El origen del mal: el dinero y la mecanización. El hombre concreto ha dejado lugar al hombre-masa, “ese extraño ser todavía con aspecto humano, con ojos y llanto, voz y emociones, pero en verdad engranaje de una gigantesca maquinaria anónima”. En concordancia con el espíritu del Ariel de Rodó, Sábato veía este tipo de sociedad, cuyo modelo era Estados Unidos, como el resultado de la desacralización de la existencia por una mentalidad utilitaria que todo lo cuantifica (ver Modern Times, Ch. Chaplin, 1936; La isla desierta, R. Arlt, 1937). “En una sociedad en que el simple transcurso del tiempo multiplica los ducados, en que ‘el tiempo es oro’, es natural que se lo mida, y que se lo mida minuciosamente”. La sangre se ha convertido en mercancía. “No sólo se ha llegado a medir los colores y olores sino los sentimientos y emociones. Y esas medidas, convenientemente tabuladas, han sido puestas al servicio de las empresas mercantiles”. Esta cultura de la cuantificación produjo una “sociedad fantasmal, compuesta de hombres-cosas, despojados de sus elementos concretos, de todos los atributos individuales que puedan perjudicar el funcionamiento de la Gran Maquinaria”. Sábato atribuye a los mass media la tarea de completar la creación de este tipo deshumanizado, quien “al huir de las fábricas en que son esclavos de la máquina, entrarán en el reino ilusorio creado por otras máquinas: por rotativas, radios y proyectores”. “Hasta que estalla la guerra, que el hombre-cosa espera con ansiedad, porque imagina la gran liberación de la rutina. Pero una vez más serán juguetes de una horrenda paradoja, porque la guerra moderna es otra empresa mecanizada. […] Y cuando [el soldado] muere por obra de una bala anónima es enterrado en un cementerio geométrico. Uno de entre todos es llevado a una tumba simbólica que recibe el significativo nombre de Tumba del Soldado Desconocido. Que es como decir: Tumba del Hombre-Cosa”.
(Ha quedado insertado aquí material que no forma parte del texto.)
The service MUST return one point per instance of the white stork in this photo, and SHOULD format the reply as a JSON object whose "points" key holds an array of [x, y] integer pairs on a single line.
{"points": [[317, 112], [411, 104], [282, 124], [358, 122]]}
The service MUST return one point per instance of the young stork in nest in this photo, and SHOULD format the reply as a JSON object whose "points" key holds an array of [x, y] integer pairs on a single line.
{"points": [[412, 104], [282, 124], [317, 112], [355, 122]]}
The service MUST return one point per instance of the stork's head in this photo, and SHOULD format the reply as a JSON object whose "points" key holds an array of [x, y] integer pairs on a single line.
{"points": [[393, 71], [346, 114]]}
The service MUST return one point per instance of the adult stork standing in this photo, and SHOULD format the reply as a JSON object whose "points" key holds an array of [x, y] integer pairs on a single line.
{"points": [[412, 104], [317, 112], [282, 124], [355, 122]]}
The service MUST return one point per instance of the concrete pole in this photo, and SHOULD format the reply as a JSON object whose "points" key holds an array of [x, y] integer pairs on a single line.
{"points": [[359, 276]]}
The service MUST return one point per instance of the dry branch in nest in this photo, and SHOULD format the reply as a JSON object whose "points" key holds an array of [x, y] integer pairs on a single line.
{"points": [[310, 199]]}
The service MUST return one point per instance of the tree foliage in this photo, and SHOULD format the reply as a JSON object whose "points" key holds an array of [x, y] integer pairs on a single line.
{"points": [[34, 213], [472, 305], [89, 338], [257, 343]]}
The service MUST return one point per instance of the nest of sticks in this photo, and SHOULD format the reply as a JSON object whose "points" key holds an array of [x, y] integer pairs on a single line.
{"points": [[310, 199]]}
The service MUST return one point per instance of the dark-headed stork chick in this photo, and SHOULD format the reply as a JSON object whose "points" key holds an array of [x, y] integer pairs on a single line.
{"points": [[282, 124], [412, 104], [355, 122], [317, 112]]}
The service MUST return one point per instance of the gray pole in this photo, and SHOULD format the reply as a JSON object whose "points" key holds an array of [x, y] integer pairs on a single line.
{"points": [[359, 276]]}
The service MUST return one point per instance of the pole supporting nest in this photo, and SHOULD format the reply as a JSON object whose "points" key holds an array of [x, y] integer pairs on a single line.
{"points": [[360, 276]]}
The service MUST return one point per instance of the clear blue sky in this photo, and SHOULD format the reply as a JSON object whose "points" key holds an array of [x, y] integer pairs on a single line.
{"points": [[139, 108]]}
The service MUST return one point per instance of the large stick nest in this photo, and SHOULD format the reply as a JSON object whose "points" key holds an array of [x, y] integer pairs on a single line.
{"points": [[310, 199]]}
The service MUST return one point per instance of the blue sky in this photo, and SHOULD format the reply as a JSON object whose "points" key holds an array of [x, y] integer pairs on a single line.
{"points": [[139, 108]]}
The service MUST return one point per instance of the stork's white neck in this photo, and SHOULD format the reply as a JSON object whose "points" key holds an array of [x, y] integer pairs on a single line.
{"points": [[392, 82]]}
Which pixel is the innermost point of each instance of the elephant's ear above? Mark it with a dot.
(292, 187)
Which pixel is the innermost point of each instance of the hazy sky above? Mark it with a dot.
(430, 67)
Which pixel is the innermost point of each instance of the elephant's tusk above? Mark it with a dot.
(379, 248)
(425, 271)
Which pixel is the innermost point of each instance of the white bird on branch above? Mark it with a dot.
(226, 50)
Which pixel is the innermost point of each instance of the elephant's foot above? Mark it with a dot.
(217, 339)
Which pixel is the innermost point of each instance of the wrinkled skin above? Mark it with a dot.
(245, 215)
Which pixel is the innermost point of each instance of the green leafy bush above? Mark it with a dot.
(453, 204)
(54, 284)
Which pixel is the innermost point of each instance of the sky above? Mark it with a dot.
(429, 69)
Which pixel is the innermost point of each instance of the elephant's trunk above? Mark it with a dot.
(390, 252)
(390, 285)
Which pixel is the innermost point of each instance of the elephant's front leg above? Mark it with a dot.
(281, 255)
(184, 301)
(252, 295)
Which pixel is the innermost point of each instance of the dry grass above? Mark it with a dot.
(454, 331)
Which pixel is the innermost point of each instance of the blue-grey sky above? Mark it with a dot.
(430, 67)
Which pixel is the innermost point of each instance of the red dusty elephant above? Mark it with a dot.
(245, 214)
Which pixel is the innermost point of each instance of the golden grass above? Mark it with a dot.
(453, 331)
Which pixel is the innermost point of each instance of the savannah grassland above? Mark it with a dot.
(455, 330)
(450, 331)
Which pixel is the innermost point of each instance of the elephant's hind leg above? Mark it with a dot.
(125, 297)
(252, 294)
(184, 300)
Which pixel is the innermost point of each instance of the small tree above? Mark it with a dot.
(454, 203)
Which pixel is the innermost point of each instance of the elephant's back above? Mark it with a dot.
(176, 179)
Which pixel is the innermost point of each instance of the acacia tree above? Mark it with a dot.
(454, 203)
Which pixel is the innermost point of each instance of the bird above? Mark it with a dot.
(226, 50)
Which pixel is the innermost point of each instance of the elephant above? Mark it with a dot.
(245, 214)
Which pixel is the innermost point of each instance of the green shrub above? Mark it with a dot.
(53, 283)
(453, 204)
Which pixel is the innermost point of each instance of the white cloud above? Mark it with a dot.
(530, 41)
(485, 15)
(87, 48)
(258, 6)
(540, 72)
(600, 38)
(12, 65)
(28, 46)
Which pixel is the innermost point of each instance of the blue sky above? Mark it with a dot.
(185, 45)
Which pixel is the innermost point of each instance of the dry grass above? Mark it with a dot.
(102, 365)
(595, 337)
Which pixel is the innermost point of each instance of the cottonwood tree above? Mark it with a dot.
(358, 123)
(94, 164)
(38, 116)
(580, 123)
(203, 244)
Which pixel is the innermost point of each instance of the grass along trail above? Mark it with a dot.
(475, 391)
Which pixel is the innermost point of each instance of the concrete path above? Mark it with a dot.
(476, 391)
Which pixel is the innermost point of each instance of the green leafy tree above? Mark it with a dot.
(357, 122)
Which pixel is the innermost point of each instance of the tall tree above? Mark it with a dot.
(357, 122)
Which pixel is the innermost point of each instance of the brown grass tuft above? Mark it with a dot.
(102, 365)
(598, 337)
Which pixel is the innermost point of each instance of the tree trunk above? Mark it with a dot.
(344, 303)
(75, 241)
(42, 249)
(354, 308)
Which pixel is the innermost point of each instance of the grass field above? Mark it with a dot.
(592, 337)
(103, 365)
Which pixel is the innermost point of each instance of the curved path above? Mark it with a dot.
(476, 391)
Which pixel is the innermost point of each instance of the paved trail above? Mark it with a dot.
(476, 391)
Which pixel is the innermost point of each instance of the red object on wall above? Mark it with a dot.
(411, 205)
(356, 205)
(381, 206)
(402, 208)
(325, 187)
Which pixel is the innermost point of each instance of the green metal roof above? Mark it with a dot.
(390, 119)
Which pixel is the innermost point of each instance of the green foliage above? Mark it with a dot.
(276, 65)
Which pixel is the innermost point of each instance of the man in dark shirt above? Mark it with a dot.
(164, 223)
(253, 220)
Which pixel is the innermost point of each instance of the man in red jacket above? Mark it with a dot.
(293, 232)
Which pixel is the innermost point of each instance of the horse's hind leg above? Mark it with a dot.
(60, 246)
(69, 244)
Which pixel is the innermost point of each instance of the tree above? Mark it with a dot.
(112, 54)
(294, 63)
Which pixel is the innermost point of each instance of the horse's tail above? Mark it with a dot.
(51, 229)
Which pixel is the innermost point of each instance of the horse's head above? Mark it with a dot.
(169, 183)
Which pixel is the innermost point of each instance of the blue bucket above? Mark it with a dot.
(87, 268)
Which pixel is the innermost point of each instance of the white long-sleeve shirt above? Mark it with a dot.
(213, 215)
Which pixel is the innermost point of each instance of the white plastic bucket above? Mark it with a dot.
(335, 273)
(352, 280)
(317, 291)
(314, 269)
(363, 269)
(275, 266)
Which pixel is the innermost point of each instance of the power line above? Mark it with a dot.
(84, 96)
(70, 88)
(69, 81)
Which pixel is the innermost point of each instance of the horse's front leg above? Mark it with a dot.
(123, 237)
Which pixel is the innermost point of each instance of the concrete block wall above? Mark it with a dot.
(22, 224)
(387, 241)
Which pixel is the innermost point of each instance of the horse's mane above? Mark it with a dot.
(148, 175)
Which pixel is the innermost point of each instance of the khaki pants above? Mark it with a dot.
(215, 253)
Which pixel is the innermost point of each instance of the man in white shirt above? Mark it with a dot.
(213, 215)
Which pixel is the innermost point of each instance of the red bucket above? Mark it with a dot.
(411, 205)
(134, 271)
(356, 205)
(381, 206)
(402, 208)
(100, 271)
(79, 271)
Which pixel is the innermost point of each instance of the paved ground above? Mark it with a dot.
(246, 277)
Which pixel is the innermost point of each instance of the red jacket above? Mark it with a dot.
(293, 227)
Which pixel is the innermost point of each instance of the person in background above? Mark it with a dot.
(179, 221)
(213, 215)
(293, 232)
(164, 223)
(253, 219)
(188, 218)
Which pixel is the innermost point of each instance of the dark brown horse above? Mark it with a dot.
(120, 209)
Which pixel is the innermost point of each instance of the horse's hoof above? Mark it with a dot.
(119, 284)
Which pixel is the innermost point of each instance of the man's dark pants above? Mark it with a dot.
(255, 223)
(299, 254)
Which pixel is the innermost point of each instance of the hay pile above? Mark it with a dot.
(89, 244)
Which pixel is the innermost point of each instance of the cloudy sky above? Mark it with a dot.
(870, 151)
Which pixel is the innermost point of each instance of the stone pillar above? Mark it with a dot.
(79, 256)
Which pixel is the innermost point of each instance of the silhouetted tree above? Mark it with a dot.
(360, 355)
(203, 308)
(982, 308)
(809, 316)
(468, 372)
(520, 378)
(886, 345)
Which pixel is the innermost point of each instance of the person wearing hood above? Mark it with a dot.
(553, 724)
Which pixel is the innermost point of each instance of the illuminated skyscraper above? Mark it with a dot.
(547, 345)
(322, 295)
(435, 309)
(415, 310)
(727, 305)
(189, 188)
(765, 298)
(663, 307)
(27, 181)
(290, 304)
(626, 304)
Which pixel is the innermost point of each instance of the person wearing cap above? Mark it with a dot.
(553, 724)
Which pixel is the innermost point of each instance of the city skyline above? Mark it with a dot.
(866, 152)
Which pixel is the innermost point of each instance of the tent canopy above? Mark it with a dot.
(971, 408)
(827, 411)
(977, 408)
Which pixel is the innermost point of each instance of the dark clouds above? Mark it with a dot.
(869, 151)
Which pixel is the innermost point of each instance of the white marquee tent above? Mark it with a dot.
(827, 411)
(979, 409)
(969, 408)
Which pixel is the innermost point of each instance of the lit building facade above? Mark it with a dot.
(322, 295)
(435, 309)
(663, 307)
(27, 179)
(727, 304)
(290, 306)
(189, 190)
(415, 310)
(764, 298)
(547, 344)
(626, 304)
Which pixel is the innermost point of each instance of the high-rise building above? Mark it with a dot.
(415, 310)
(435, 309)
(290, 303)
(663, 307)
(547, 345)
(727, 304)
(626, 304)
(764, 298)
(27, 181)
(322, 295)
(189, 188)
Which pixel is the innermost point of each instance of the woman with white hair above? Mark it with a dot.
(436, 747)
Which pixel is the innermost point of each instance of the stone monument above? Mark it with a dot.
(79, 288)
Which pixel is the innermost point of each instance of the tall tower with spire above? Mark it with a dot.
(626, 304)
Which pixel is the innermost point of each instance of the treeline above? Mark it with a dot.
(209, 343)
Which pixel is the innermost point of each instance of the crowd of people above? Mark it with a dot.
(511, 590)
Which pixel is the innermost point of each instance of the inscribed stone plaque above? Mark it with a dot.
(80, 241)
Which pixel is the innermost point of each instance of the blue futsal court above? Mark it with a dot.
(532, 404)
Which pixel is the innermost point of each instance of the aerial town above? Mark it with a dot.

El aforismo sobre el tiempo mecánico criticado por Sábato como prueba de nuestro tiempo de la barbarie (“antes, cuando se sentía hambre se echaba una mirada al reloj para ver qué hora era; ahora se lo consulta para saber si tenemos hambre”) es el inverso del observado por Américo Vespucio en 1504 cuando anotó que los habitantes del Nuevo Mundo eran bárbaros porque comían cuando tenían gana y no cuando era la hora de comer (Lettera).
Este fue también un elemento constante en la crítica de los escritores comprometidos con las diversas utopías en América Latina: la desacralización del mundo, la pérdida del espíritu, la muerte de la materia, las emociones calculadas para el mercado pero muertas en el individuo alienado, la risa artificial, el placer hedonista —no epicúreo— que termina en el suicidio intrascendente.
Pero ya sabemos que las utopías alternativas han fracasado. No porque fuesen malas o peores sino, simplemente, porque fracasaron. Como en los torneos medievales, el vencedor ha impuesto su verdad y hasta se la ha creído.